Ce qui s’est joué cette nuit à Elecam ressemble à un épisode charnière d’un long feuilleton politique, à mi-chemin entre le théâtre des illusions et la stratégie des ombres. En déposant sa candidature sous la bannière du MANIDEM, parti historiquement marginal mais politiquement chargé de symbolique, Dieudonné Yebga n’a pas simplement surpris ; il a reconfiguré un paysage électoral déjà miné par les tensions internes et les manœuvres souterraines. Maurice Kamto, que l’on pensait avoir appris des déconvenues passées, se retrouve aujourd’hui dans une posture embarrassante, presque ironique : lui qui dénonçait les combines du système semble avoir cédé à une forme d’opportunisme politique, en s’adossant à un appareil qui ne lui appartenait pas. L’intellectuel devenu tribun, l’homme de droit ayant longtemps défendu la rigueur constitutionnelle, se trouve désormais pris à son propre piège : celui d’une alliance mal ficelée, exposée aux coups de théâtre et aux règlements de comptes internes. Cette débâcle le réduit à n’être plus qu’un comparse maladroit du théâtre politique national. Le dépôt de la candidature concurrente par Yebga, figure emblématique mais peu médiatisée du MANIDEM, met en lumière une crise de légitimité qui n’a rien d’anecdotique.
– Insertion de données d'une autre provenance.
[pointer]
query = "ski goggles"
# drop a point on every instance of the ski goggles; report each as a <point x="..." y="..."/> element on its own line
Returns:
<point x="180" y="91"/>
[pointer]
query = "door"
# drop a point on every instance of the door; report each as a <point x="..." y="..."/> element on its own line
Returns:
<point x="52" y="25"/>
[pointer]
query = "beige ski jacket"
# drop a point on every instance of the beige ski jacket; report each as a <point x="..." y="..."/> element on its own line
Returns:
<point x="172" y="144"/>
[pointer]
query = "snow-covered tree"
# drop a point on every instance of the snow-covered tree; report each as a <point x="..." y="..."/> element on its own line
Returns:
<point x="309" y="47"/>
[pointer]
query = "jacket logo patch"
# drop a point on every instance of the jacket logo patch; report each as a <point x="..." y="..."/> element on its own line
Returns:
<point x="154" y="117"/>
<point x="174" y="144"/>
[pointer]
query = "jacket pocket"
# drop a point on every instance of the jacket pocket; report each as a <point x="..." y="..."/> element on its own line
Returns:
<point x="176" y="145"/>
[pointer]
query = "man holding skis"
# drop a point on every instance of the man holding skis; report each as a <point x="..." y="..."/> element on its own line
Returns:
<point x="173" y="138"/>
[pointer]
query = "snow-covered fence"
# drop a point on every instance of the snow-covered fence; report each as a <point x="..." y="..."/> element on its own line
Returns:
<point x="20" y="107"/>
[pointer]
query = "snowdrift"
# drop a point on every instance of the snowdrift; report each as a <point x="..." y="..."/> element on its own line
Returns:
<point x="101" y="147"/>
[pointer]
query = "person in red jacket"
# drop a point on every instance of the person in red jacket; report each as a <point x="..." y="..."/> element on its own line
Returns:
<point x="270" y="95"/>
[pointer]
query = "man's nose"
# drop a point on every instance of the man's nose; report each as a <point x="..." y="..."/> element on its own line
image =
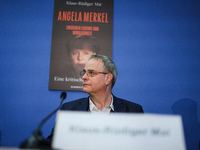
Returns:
<point x="80" y="55"/>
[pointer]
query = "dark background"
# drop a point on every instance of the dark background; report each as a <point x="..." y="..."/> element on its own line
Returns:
<point x="156" y="47"/>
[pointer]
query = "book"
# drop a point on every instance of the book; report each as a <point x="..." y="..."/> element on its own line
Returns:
<point x="80" y="29"/>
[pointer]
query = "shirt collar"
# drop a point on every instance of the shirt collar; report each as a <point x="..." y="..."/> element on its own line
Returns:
<point x="93" y="107"/>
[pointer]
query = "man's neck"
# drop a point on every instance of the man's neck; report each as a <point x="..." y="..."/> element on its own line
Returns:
<point x="101" y="100"/>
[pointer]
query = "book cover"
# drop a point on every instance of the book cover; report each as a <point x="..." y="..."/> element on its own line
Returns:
<point x="80" y="29"/>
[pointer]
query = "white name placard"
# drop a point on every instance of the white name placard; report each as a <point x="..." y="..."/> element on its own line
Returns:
<point x="117" y="131"/>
En effet, dans un pays où le droit est souvent contourné par la coutume du pouvoir, où les institutions sont des labyrinthes à plusieurs entrées, l’invocation d’une alliance devient un terrain glissant. Qui du MANIDEM ou de Kamto peut véritablement revendiquer la représentation légale du parti ? Qui a la voix la plus prépondérante au sein de l’organisation ? Le Conseil constitutionnel devra trancher une querelle qui dépasse le simple droit électoral pour toucher aux fondements même de la loyauté politique. Dans ce chaos savamment orchestré, on voit poindre la main invisible d’un système expert en sabotage silencieux. Le pouvoir en place, fin stratège, semble avoir trouvé une faille dans l’armure de l’opposition : exploiter ses contradictions internes, encourager les candidatures de diversion, souffler sur les braises des ego et des ambitions divergentes. Ainsi, pendant que Kamto se débat avec les répercussions d’une alliance improvisée, le RDPC pourtant lui-même englué dans ses propres tiraillements internes, observe, calcule, et avance ses pions. Le professeur Kamto paie ici le prix d’une stratégie court-termiste, où l’alliance remplace l’enracinement, et où le symbolique se substitue au réel. Cette erreur stratégique le relègue au rang d’acteur mineur et maladroit du paysage politique.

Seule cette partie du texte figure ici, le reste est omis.